She hopes that their new museum would link up with others in Greenwich, and the Museum of London Docklands, so “people can go to Deptford and learn more”.
Hibbert adds: “We want to show the true light of what went on, but we don’t want to gravitate to just that. We want young people to get involved, we want to give them a focus. We learn so much about the Tudors at school but not much on slavery. This museum is about true history. Why should what we learn be one-sided?”
The team is still in the early stages of planning and are looking for more volunteers to help them decide which artefacts to include and whose stories need to be told. “We’re not saying that the museum is going to happen now, it will take years,” says Hibbert.
There are already two other groups vying for their projects to be built at Convoys Wharf.
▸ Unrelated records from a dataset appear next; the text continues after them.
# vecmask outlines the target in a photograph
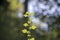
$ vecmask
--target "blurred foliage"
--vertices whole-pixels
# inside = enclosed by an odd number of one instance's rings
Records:
[[[0,40],[27,40],[26,34],[21,32],[27,18],[17,17],[18,8],[24,9],[24,5],[18,0],[0,0]],[[52,26],[55,24],[60,24],[60,17],[56,18]],[[59,27],[53,29],[51,34],[40,35],[36,31],[31,32],[36,40],[60,40]]]

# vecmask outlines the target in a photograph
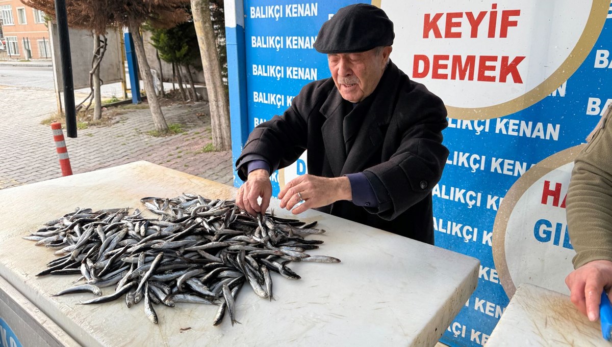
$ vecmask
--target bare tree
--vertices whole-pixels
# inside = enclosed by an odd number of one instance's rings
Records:
[[[221,64],[211,20],[210,1],[191,0],[191,5],[211,105],[212,144],[218,150],[229,150],[231,149],[229,100],[222,78]]]
[[[21,0],[24,4],[55,16],[54,0]],[[134,39],[140,75],[155,129],[168,131],[168,125],[155,93],[151,68],[144,54],[140,27],[146,22],[154,27],[171,27],[189,19],[184,6],[189,0],[72,0],[66,4],[68,25],[103,35],[109,27],[128,27]]]
[[[93,34],[93,32],[92,33]],[[76,105],[76,112],[81,109],[87,111],[89,109],[91,103],[94,100],[94,119],[99,120],[102,118],[102,101],[100,92],[100,87],[102,86],[102,80],[100,79],[100,64],[104,57],[104,53],[106,51],[106,37],[105,35],[98,36],[93,35],[94,37],[94,56],[91,59],[91,70],[89,70],[89,95],[85,98],[81,103]],[[83,104],[88,102],[87,105],[83,108]]]

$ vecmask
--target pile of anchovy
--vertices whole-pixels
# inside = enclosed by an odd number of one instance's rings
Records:
[[[273,214],[253,217],[233,200],[185,193],[141,202],[159,217],[144,218],[138,209],[130,214],[129,208],[77,208],[24,237],[57,249],[61,256],[36,276],[81,275],[73,287],[55,295],[98,296],[83,305],[124,298],[129,308],[143,301],[145,313],[155,324],[154,304],[189,302],[219,305],[213,325],[226,312],[233,325],[238,323],[234,300],[245,282],[271,300],[270,271],[299,279],[288,263],[340,261],[305,252],[323,243],[304,239],[325,232],[313,227],[316,222],[306,225]],[[113,286],[113,293],[102,296],[101,288]]]

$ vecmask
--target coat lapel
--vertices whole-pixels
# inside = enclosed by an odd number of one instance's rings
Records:
[[[320,112],[327,119],[321,126],[325,153],[334,177],[340,176],[342,166],[346,160],[344,138],[342,136],[342,121],[349,111],[338,90],[334,87],[329,97],[321,106]]]
[[[382,145],[383,134],[376,122],[376,112],[370,108],[357,133],[355,143],[342,166],[340,175],[363,171],[378,148]]]
[[[384,130],[388,126],[393,115],[395,97],[399,90],[400,75],[397,67],[389,62],[389,66],[378,87],[372,95],[374,99],[357,134],[355,143],[348,154],[346,161],[340,171],[340,175],[363,171],[372,156],[379,153],[378,149],[384,140]]]

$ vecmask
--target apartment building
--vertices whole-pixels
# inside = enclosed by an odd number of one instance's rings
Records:
[[[19,0],[0,0],[4,50],[2,57],[14,59],[51,59],[49,31],[42,11]]]

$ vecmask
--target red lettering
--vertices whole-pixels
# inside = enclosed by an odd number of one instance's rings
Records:
[[[495,71],[495,65],[488,65],[490,62],[496,62],[496,56],[480,56],[478,59],[478,80],[483,82],[495,82],[495,76],[486,75],[489,71]]]
[[[452,29],[453,27],[461,27],[460,21],[455,21],[454,20],[460,18],[463,16],[463,12],[449,12],[446,13],[446,25],[444,26],[444,37],[447,38],[459,38],[461,37],[461,32],[455,32]]]
[[[450,65],[450,79],[457,79],[458,75],[459,79],[465,81],[467,74],[468,80],[474,81],[474,70],[476,65],[476,56],[466,56],[465,64],[461,61],[461,56],[453,56]]]
[[[449,68],[449,64],[443,64],[449,61],[449,56],[447,54],[436,54],[433,56],[433,64],[431,67],[431,78],[434,79],[448,79],[449,74],[440,73],[440,70],[446,70]]]
[[[497,4],[491,5],[491,10],[497,9]],[[497,11],[491,11],[489,15],[489,38],[495,37],[495,26],[497,24]]]
[[[469,23],[469,25],[472,27],[472,30],[470,31],[469,37],[472,38],[474,38],[478,37],[478,27],[480,26],[480,23],[482,23],[482,20],[485,19],[485,16],[487,15],[487,11],[482,11],[478,13],[478,16],[476,18],[474,18],[474,13],[472,12],[466,12],[465,16],[468,18],[468,22]]]
[[[561,196],[561,184],[555,183],[554,189],[550,189],[550,181],[544,181],[544,189],[542,192],[542,205],[548,204],[548,197],[553,197],[553,206],[559,206],[559,199]],[[564,199],[565,202],[565,199]]]
[[[520,10],[506,10],[501,12],[501,27],[499,28],[499,37],[508,37],[508,27],[517,26],[518,21],[511,21],[510,17],[521,15]]]
[[[429,38],[429,32],[433,31],[433,36],[436,38],[442,37],[440,28],[438,26],[438,21],[440,20],[444,13],[436,13],[430,19],[431,13],[425,14],[425,22],[423,23],[423,38]]]
[[[515,57],[510,64],[508,64],[509,57],[504,56],[501,57],[501,66],[499,67],[499,82],[506,82],[509,75],[512,75],[512,81],[515,83],[523,83],[521,74],[518,72],[518,64],[524,59],[524,57]]]
[[[423,62],[423,70],[419,71],[419,67]],[[412,78],[424,78],[429,73],[429,58],[424,54],[414,54],[412,63]]]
The Lenox Project, started in 2011 by a group of locals, aims to build and launch a replica of a 17th century naval ship from the wharf. Other residents have campaigned for the gardens of the 17th century diarist John Evelyn to be recreatedfollowing the discovery of garden walls by archaeologists from the Museum of London during a survey in 2013.
There has been a growing movement to publicly recognise Britain’s role in the transatlantic slave trade since the murder of George Floyd in the American city of Minneapolis last May. The death of the 46-year-old father at the hands of the police saw a resurgence in Black Lives Matter protests throughout the world. This culminated in protestors toppling a statue of Edward Colston – a 18th century merchant who profited from slavery – into Bristol harbour amid renewed calls for certain historical monuments connected to the slave trade to be removed from public display.
Closer to Deptford, red paint was thrown at the statues of three naval commanders enmeshed in the slave trade on the walls of the former Deptford Town Hall in New Cross Road.
“We want to put Deptford on the map as somewhere you can be proud of. We are trying to get as many people as possible interested in our aims,” says Hibbert. CK Hutchison Holdings has been approached for comment.